The Big Four

The Big Four is a phrase coined by many publications in the past few years. The term represents Arsenal, Chelsea, Liverpool, and Manchester United. The way that the phrase is bandied around nowadays, they make it sound as if it has been around forever. However, that’s simply not true.

Before Roman Abramovich decided to take up a rich hobby, there were only two teams that were frequently contending for the Premiership crown. Those two teams were Arsenal and Manchester United. While one cannot really deny the powerhouse ability of Manchester United (they’ve won by far the most titles since the creation of the Premiership), Arsenal were always in the mix. The odd surprise being Blackburn’s triumph in 1995.

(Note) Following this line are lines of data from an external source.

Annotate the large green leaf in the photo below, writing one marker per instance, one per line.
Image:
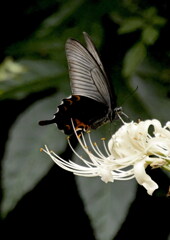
(34, 75)
(23, 164)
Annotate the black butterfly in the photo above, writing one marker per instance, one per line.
(93, 102)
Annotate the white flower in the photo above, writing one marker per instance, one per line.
(130, 150)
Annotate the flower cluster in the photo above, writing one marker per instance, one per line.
(130, 150)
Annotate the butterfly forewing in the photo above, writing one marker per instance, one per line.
(86, 75)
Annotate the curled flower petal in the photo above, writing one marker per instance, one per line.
(130, 150)
(143, 178)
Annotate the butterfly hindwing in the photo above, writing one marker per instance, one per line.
(92, 102)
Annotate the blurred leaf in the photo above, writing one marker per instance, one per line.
(37, 75)
(24, 165)
(51, 23)
(152, 96)
(150, 35)
(10, 69)
(131, 25)
(106, 204)
(133, 59)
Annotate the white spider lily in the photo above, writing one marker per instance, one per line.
(130, 150)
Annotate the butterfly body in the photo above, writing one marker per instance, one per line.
(93, 102)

Jose Mourinho’s Chelsea finally broke the domination of Arsenal and Manchester United when they triumphed for their first league title in fifty years. But prior to that, the concept of a “Big Four” just simply didn’t exist. Teams like Leeds United and Newcastle represented England in the Champions League. And even after, it only took a “miracle” in Istanbul for Liverpool to make it to the Champions League the year after their triumph because a plucky Everton pipped Liverpool for a 4th place finish.

The press likes to think and shout that the Big Four may dominate English football for a long time coming, but it’s simply just a trend. One that was made possible due to the deep pockets of wealthy owners who jumped on the bandwagon of the English Premier League.

There will be a day when there won’t be a Big Four. Journalists and pundits routinely speak about how Arsenal are the most vulnerable to being bumped out of the Big Four. Apparently, even players look at it this way. Ledley King repeated those sentiments in public just a few days ago.

But why do people feel that about Arsenal? Is it because Aston Villa almost knocked us out of a Champions League place? Wrong. Aston Villa didn’t even finish fifth. Is it because we don’t spend money on our team? Wrong. Look at how much we spent on Samir Nasri and Andrey Arshavin while giving hefty bonuses to key members of our squad. Is it because of our consistent 4th place finishes? Wrong. Two years ago, if Eduardo and Rosicky weren’t paralyzed and we had beaten Manchester United at Old Trafford after taking a 1-0 lead, we would have won the Premier League and shocked the world.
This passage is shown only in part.